Research Focus and Directions
The main objective of the laboratory is to contribute to the development of excellent research in the fields of genetics, genomics and selective breeding of fish, and to transfer knowledge into practice, to increase the competitiveness of Czech aquaculture, to create and develop an internationally recognized genebank, and to maintain the biological diversity of fish. As part of the faculty-wide CENAKVA project, the laboratory participates in the RP1 research program Reproductive and Genetic Methods for Preserving the Biodiversity of Aquaculture Fish.

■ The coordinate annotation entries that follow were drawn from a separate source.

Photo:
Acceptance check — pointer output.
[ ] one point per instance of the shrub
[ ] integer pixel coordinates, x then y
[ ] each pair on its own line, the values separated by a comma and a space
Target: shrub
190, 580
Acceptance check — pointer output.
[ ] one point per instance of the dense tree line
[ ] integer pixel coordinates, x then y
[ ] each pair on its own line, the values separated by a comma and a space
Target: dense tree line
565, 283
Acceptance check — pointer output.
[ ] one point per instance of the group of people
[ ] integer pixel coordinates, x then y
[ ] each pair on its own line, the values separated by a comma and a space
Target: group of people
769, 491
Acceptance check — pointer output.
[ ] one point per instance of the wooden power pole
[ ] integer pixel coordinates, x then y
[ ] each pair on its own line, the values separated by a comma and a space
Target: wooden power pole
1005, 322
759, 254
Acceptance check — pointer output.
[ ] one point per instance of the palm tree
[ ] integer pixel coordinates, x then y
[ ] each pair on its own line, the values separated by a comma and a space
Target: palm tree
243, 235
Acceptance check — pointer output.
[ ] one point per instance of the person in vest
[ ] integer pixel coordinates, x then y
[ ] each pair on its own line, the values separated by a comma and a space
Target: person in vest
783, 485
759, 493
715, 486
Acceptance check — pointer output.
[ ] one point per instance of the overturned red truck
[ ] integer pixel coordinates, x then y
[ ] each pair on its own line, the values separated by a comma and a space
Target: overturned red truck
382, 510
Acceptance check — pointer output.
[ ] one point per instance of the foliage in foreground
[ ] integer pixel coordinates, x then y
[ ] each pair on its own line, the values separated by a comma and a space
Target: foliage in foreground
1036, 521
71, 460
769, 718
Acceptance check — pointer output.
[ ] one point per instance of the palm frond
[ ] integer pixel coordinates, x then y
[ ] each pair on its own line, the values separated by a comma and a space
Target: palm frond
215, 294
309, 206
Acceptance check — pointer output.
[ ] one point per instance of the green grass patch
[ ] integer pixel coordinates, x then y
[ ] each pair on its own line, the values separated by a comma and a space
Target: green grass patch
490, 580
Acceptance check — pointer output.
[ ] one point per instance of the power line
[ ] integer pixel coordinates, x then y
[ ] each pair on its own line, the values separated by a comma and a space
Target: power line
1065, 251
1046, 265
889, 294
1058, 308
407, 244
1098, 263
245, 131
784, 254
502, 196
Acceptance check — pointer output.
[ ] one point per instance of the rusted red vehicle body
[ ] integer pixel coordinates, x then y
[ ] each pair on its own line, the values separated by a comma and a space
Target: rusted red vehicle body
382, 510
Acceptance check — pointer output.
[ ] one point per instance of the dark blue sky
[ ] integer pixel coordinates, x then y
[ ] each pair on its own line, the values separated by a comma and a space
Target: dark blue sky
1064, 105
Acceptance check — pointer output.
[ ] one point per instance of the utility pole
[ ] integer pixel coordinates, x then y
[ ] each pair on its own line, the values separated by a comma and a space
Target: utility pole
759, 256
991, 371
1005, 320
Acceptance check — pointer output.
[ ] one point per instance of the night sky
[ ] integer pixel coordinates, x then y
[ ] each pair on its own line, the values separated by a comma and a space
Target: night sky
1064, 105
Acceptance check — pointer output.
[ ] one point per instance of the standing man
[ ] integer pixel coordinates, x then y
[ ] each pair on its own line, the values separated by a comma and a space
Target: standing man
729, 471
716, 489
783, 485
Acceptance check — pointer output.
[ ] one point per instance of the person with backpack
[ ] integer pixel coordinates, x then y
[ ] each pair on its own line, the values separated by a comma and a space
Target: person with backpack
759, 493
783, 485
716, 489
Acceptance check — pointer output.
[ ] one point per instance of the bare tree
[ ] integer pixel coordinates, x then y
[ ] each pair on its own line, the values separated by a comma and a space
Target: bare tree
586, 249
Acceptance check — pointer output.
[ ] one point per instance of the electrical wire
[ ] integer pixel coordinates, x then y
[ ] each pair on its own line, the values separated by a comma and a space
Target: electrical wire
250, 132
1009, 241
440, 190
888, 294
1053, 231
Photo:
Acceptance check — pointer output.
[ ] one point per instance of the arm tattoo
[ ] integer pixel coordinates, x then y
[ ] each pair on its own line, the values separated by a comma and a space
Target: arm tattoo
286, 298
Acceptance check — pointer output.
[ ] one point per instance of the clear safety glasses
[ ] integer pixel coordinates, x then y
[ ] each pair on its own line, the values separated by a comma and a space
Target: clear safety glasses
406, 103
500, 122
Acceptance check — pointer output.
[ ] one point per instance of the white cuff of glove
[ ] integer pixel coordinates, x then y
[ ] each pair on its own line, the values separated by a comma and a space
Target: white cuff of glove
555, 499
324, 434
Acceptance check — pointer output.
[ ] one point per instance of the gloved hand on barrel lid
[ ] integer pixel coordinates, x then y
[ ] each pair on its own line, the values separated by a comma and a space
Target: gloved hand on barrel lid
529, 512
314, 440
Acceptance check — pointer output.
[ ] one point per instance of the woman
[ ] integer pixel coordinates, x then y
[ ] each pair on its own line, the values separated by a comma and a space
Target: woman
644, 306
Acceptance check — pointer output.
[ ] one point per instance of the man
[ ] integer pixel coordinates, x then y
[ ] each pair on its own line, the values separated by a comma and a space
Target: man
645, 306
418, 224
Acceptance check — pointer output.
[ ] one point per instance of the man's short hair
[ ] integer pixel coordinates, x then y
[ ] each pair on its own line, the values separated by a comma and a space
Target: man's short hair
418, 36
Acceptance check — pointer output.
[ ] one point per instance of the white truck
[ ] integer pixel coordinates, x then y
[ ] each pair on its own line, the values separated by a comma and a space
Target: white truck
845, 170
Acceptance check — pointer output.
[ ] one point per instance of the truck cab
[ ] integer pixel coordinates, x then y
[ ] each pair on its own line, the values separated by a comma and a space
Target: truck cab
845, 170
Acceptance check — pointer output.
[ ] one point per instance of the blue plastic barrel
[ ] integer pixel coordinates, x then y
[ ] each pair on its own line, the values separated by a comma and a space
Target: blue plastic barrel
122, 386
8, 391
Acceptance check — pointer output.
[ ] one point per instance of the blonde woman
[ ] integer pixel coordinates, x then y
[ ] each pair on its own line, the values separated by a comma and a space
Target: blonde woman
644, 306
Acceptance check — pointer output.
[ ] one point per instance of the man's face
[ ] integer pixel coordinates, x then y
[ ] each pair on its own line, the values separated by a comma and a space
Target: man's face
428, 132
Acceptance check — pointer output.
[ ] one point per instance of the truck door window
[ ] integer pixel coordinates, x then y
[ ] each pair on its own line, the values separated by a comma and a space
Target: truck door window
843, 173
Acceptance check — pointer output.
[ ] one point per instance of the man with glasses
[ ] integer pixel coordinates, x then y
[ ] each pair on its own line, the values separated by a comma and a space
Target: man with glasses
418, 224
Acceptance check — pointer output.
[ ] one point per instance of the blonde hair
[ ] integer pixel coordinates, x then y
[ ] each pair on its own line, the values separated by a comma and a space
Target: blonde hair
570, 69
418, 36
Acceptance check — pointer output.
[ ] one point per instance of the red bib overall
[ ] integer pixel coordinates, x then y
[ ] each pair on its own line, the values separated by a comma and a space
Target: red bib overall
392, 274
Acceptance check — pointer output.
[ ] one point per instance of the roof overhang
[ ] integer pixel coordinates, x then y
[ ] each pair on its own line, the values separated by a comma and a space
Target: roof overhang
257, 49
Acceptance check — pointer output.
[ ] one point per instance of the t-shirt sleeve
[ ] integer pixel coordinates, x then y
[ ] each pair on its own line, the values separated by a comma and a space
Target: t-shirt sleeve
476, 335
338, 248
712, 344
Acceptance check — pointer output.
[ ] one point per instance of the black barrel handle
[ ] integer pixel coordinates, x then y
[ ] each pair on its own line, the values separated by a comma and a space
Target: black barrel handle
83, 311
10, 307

Molecular genetics and genomics
By genotyping fish using molecular markers, we analyze the population and genetic diversity of fish, determine population structures and the level of genetic variability in populations, breeds, and their breeding flocks. We also use these methods to analyze parentage and determine the affiliation of individuals to populations, to estimate the genetic parameters of performance traits, and to non-invasively determine sex by genotyping sex markers, e.g., in sturgeons. We also study the mechanisms of damaged DNA repair in the early developmental stages of fish and experimentally determine the role of factors involved in the DNA repair pathway in the development of embryos and larvae.
Cellular genetics
We focus primarily on studying the causes and consequences of spontaneous polyploidy in fish and induced polyploidy in economically important freshwater fish species, as well as its biological and breeding implications. These implications include, in particular, changes in growth characteristics and reproductive sterility or, conversely, fertility in various polyploid fish. To induce polyploidy, we use temperature shocks or hydrostatic pressure shocks in our own mobile pressure unit. We analyze the ploidy level by determining the DNA content or genome size in cell nuclei, using flow cytometry or image cytometry techniques (2-D and 3-D cell image analysis).
Quantitative genetics
The long-term concept of fish breeding work is primarily to improve performance traits based on estimates of heritability and genetic correlations necessary to determine the overall potential for effective selection. At the same time, we aim to use modern breeding methods with uniquely identified SNP markers for future application of genomic selection or the search for potential loci (QTL) linked to performance traits. We use a non-invasive method of indirect selection using ultrasound to improve fillet yield. We map the genetic structure and performance traits of populations to search for suitable parental lines for the creation of production crossbreds. Last but not least, we are involved in determining the overall genetic, practical, economic, and ecological potential of selective breeding in pond aquaculture and intensive farming conditions.